The health sector can also be privatised. But there are no plans to privatise the Jayadeva Institute.

What is the present status of the Rs.3,000-crore Elevated Light Rail Transit System (ELRTS) planned for Bangalore ?

It is a non-starter. As far as I am concerned it is off.

Is a metro or circular rail the answer?

These are some of the feasible alternatives that are being contemplated.

What about the Rs.400-crore Bangalore Mass Rapid Transport cess that the State government has been collecting.

The cess amount is safe and will be utilised for the metro/circular rail and various other projects. While there has to be a metro rail, we have fixed no time-frame to build it. We have not even crystallised our thoughts.

You had said that you are promoting Bangalore to be another Singapore.

Don't put words into my mouth. I had said Singapore remains a benchmark for Bangalore's development.

Bangalore has seen some haphazard growth during the last two decades. How do you plan to set this right?

Bangalore's future lies in the improvement of its infrastructure.

Why did the government then delay the release of grants for the Bangalore City Corporation's budget?

Every corporation in the State gets grants. Bangalore's demand was higher (than that of Mysore, Mangalore and Hubli-Dharwad) so we could not oblige. It gets as much as it is provided for in the budget.

Bangalore's industrial power requirements seldom seem to be met fully. How does the government plan to meet this shortfall? Will there be a dedicated power plant for Bangalore?

The previous government had thought of setting up a (gas-based) power plant at Bidadi. We are pursuing it.

Has the Karnataka Power Transmission Corporation Limited's power plant at Yelahanka, near Bangalore, been sold?

It has not been sold. But I don't mind selling it.

On the agricultural front, the past few years have been tough for Karnataka's farmers with climatic conditions not being favourable. Prices have fluctuated. The practice is to announce sops each time there is a crisis. Would it not be better if the government announced a fixed remuneration for farmers' produce?

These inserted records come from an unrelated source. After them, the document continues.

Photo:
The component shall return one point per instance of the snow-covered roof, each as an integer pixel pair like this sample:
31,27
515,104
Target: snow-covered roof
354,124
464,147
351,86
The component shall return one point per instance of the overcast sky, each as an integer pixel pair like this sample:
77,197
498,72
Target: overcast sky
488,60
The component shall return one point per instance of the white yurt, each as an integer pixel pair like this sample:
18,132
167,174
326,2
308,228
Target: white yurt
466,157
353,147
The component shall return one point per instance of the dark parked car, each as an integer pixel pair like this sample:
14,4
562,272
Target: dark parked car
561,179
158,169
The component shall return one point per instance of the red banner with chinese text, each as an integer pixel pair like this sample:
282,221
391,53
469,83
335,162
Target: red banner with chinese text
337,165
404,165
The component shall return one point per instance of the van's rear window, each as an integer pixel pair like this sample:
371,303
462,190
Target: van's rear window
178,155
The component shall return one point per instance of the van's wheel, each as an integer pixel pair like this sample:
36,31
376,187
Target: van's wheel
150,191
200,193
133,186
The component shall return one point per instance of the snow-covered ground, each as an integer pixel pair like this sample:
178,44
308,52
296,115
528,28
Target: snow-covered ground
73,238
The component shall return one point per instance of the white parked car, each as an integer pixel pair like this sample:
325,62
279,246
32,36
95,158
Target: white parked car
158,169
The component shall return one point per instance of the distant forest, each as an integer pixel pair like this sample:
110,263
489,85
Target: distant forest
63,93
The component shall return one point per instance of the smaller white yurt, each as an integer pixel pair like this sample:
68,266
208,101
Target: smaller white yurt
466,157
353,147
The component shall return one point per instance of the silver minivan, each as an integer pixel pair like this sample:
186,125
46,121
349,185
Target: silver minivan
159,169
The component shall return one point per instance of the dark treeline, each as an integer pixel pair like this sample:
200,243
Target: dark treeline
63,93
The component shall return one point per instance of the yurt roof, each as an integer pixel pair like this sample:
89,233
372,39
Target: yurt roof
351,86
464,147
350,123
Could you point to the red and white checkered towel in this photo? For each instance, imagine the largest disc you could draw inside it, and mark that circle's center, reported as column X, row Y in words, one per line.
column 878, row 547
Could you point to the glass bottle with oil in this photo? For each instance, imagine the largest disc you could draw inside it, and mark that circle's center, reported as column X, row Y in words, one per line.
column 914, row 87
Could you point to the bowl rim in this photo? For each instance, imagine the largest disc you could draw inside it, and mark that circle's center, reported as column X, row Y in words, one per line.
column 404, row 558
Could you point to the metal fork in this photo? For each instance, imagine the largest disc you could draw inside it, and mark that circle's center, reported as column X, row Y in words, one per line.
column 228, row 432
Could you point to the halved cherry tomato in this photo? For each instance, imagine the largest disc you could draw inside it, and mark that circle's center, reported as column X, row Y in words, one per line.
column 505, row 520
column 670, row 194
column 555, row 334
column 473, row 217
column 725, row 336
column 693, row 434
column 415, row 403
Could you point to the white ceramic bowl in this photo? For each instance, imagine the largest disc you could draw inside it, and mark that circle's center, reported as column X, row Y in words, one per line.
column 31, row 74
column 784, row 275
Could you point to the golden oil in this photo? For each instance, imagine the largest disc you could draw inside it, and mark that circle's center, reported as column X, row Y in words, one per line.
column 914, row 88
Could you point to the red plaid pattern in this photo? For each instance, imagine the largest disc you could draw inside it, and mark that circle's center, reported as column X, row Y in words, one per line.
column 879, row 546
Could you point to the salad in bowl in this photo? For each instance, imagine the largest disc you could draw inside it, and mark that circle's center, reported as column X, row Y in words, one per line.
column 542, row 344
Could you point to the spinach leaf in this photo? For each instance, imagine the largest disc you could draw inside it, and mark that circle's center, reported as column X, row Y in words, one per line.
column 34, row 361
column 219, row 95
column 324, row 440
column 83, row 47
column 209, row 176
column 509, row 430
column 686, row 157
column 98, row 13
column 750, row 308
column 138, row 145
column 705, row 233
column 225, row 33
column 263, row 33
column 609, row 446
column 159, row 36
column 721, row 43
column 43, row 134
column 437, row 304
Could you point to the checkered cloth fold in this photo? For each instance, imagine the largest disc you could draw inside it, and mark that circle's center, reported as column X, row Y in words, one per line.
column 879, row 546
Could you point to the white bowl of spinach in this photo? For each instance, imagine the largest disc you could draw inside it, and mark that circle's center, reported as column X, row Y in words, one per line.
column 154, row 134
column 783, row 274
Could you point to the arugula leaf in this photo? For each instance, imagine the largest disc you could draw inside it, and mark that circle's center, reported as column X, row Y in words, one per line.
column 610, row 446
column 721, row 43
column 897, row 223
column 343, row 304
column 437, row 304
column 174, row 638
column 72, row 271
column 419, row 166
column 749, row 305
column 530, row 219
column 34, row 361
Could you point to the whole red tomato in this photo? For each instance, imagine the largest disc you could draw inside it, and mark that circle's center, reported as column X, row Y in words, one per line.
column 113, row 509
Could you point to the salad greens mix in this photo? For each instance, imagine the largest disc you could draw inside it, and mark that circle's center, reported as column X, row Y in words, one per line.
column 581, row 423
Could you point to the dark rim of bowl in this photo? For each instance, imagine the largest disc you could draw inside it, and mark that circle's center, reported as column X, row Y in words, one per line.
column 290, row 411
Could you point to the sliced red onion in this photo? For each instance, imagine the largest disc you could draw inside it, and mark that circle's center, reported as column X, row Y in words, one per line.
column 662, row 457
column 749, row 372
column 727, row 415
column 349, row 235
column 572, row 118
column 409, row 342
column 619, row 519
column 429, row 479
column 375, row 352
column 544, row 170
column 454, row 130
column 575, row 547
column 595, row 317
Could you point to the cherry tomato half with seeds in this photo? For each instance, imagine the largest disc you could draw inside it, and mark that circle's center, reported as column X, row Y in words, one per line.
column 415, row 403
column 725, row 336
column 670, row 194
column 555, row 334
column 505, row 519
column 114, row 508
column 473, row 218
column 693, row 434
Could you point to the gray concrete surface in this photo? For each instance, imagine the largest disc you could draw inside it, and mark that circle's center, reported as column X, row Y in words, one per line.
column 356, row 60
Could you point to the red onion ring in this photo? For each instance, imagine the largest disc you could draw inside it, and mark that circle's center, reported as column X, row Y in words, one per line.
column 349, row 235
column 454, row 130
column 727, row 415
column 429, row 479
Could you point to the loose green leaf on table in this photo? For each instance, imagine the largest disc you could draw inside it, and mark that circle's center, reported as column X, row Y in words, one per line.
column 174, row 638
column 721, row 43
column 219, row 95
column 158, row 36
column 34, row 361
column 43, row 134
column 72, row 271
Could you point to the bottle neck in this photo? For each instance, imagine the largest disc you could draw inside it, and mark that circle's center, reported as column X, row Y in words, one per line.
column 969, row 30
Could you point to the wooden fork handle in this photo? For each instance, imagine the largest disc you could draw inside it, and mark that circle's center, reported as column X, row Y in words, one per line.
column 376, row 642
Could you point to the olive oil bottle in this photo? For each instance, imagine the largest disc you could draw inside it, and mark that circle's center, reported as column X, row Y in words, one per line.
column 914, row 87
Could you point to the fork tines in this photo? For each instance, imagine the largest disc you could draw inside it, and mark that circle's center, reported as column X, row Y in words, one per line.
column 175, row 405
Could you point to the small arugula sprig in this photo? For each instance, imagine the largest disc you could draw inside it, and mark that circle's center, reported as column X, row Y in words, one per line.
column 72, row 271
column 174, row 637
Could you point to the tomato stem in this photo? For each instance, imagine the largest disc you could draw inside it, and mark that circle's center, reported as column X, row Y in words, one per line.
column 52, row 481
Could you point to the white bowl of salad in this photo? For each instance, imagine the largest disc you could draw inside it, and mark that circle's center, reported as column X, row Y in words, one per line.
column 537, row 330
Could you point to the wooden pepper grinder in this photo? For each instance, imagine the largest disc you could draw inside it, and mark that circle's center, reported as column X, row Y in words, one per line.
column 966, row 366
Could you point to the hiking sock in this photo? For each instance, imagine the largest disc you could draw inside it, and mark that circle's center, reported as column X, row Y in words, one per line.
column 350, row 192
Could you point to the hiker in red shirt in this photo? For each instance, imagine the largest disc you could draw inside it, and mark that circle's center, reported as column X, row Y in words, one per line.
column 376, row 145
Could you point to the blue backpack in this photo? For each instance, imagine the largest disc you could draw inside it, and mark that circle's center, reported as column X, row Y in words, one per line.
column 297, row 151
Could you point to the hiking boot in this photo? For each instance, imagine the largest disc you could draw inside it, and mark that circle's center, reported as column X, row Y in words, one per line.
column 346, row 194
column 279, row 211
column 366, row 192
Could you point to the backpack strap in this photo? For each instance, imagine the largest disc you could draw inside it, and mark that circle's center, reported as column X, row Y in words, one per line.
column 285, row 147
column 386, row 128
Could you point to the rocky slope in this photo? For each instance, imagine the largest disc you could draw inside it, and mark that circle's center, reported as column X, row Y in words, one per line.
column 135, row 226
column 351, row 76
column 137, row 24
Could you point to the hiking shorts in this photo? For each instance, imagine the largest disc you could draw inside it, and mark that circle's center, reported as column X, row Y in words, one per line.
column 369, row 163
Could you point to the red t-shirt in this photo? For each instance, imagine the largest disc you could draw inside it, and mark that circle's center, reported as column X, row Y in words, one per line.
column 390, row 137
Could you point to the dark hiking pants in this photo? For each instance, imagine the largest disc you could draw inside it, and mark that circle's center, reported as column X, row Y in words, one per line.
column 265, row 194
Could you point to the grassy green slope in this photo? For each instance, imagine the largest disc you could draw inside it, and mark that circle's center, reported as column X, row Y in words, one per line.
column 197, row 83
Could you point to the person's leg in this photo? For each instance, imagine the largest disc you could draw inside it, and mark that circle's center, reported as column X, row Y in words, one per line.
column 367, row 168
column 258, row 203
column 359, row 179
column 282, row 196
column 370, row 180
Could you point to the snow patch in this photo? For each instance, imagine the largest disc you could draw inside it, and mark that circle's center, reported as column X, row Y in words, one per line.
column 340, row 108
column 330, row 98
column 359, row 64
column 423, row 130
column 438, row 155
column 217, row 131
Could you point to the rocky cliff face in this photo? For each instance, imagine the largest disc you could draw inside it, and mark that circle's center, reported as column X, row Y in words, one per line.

Fluctuation in rates are some of the abnormalities in the agricultural economy. The WTO (World Trade Organisation) regime/dispensation will bring about some of these distortions. I think the government will have to be ready to face these abnormalities.

Karnataka has over 120 engineering colleges and for the first time seats in the computer branch of the Engineering course have gone abegging.

Yes. Now for the first time the government cannot be accused of favouritism. That's what I'm concerned with. We have sanctioned an engineering college to anyone who has shown us the necessary infrastructure.

But does it point to a situation where too many colleges have been sanctioned? Will students be able to secure jobs once they pass out?

It is the same case with graduates in arts and science. Are we able to provide jobs for all of them? The same analogy holds true in the case of engineering graduates. They have to take their chances.

Industrial trade bodies accuse you of giving sops to the IT industry and neglecting the old economy.

We may have given some sops to the IT industry because we find that it can provide jobs and the revenue. But at the same time we have taken a reasonably fair view of the old economy. We'd like to be even-handed.